Framework for fragility assessment of reinforced concrete portal frame subjected to elevated temperature

Despite realizing the importance of risk-based frameworks in fire engineering, current fire safety guidelines are largely prescriptive and over-conservative in nature, which do not consider the effect of uncertainties influencing the fire resistance of the structural systems. In this context, a probabilistic framework is presented to investigate vulnerability of a reinforced concrete (RC) portal frame subjected to fire. Here, a three-dimensional (3-D) nonlinear finite element (FE) model for the RC portal frame exposed to elevated temperature is developed, and transient thermo-mechanical analysis is carried out by duly incorporating temperature variation of thermal and mechanical properties of concrete and steel rebar. Probabilistic study is conducted by developing fragility curves based on limit state of deflection to quantify the vulnerability of the structural members exposed to fire loading. Parametric studies are conducted by varying the material properties of the RC portal frame to investigate the influence of uncertainties in the fire loading on its structural performance and fragility.
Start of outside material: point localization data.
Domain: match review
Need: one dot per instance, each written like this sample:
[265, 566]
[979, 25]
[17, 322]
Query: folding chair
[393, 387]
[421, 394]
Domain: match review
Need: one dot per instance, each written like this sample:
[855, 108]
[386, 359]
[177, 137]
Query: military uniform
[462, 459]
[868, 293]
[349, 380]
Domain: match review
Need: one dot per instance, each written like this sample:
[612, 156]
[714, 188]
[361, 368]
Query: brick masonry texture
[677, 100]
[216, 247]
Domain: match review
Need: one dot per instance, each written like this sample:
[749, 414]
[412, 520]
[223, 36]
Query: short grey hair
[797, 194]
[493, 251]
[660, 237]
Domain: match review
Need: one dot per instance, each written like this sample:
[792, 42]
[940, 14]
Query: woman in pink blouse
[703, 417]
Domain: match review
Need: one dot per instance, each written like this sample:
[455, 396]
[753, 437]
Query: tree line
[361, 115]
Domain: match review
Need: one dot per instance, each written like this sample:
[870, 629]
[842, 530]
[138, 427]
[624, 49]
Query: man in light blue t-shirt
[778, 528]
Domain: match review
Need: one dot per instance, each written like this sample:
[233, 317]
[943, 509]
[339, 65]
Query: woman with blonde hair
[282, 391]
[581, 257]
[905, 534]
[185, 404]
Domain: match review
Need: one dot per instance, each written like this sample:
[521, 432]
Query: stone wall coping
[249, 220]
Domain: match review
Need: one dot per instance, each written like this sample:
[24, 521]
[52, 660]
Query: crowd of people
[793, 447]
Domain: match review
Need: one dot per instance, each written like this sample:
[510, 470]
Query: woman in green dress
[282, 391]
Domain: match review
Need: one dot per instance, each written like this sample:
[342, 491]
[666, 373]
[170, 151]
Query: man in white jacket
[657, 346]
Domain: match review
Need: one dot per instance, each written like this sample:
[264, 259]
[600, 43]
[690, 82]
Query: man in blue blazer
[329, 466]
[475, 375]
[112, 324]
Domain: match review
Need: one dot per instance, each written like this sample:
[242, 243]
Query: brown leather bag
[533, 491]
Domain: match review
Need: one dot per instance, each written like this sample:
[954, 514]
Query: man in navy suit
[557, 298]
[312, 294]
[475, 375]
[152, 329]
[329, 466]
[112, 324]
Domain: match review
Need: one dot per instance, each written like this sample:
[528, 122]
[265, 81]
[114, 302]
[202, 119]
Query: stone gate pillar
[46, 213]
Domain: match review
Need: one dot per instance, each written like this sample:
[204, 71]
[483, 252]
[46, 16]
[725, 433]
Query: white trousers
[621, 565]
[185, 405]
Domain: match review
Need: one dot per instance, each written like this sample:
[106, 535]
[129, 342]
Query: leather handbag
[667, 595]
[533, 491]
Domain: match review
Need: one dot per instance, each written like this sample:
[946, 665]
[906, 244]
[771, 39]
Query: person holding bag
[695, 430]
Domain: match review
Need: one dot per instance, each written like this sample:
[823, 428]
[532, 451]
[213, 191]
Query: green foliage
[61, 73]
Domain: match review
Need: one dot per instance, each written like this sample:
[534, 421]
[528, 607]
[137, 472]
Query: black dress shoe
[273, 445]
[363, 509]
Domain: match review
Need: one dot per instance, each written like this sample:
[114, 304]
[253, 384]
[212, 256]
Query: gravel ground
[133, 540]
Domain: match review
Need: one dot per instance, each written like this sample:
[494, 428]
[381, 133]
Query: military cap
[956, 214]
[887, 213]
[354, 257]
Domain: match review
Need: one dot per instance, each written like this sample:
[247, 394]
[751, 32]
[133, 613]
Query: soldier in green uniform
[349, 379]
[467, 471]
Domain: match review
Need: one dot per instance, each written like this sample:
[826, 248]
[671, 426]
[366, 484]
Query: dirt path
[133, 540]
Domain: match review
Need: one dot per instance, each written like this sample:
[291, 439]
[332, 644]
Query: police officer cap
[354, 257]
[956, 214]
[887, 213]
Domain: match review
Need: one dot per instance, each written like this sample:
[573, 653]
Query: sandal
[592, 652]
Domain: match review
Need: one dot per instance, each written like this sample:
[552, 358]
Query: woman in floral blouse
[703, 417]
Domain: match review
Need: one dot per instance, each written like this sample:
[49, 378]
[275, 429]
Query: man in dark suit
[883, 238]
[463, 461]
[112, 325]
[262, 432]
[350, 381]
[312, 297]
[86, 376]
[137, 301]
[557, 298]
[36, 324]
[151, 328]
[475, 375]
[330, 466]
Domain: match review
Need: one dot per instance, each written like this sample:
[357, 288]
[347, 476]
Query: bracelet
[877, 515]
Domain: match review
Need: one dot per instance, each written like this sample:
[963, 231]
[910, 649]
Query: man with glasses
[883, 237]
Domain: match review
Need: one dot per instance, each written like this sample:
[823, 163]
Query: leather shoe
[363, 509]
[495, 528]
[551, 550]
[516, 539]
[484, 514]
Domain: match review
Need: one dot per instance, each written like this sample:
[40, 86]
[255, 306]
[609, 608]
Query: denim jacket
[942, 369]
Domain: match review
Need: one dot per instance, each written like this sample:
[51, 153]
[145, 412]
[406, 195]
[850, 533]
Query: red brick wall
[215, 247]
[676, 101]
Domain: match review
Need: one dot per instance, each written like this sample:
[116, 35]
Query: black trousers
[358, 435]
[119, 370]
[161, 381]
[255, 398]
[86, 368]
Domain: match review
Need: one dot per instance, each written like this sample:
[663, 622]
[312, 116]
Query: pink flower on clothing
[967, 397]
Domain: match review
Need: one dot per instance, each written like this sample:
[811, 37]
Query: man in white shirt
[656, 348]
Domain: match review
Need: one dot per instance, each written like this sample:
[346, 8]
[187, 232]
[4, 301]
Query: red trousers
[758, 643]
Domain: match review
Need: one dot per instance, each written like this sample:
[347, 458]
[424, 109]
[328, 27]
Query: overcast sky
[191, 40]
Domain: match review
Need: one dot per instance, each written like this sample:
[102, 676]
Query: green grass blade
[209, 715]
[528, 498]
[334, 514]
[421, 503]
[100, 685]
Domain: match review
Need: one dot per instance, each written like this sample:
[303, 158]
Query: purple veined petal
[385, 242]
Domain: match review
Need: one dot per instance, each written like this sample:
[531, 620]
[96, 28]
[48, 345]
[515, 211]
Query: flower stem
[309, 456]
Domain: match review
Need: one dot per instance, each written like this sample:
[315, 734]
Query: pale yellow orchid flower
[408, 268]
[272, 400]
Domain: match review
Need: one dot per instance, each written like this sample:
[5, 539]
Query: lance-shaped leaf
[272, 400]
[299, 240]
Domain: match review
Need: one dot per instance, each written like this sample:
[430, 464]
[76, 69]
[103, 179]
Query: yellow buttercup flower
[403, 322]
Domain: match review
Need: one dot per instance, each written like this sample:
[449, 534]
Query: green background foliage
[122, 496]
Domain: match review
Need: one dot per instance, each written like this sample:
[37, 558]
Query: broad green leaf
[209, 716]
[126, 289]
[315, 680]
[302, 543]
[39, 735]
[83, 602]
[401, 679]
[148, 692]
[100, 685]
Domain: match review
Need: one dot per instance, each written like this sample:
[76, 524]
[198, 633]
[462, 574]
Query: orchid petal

The failure probability starts at a higher fire load density (450 MJ/m2) for the structure with higher concrete grade as compared to the relatively lower fire load density (200 MJ/m2) for lower grade. Therefore, the fire resistance of the RC structures has been recommended to be based on the strength of the member, rather than merely sizes of the members. The proposed stochastic analysis framework, thereby, provides a rational approach to improve the performance-based fire design of RC structures at member and structure levels by identifying the parameters affecting the structural fire resistance.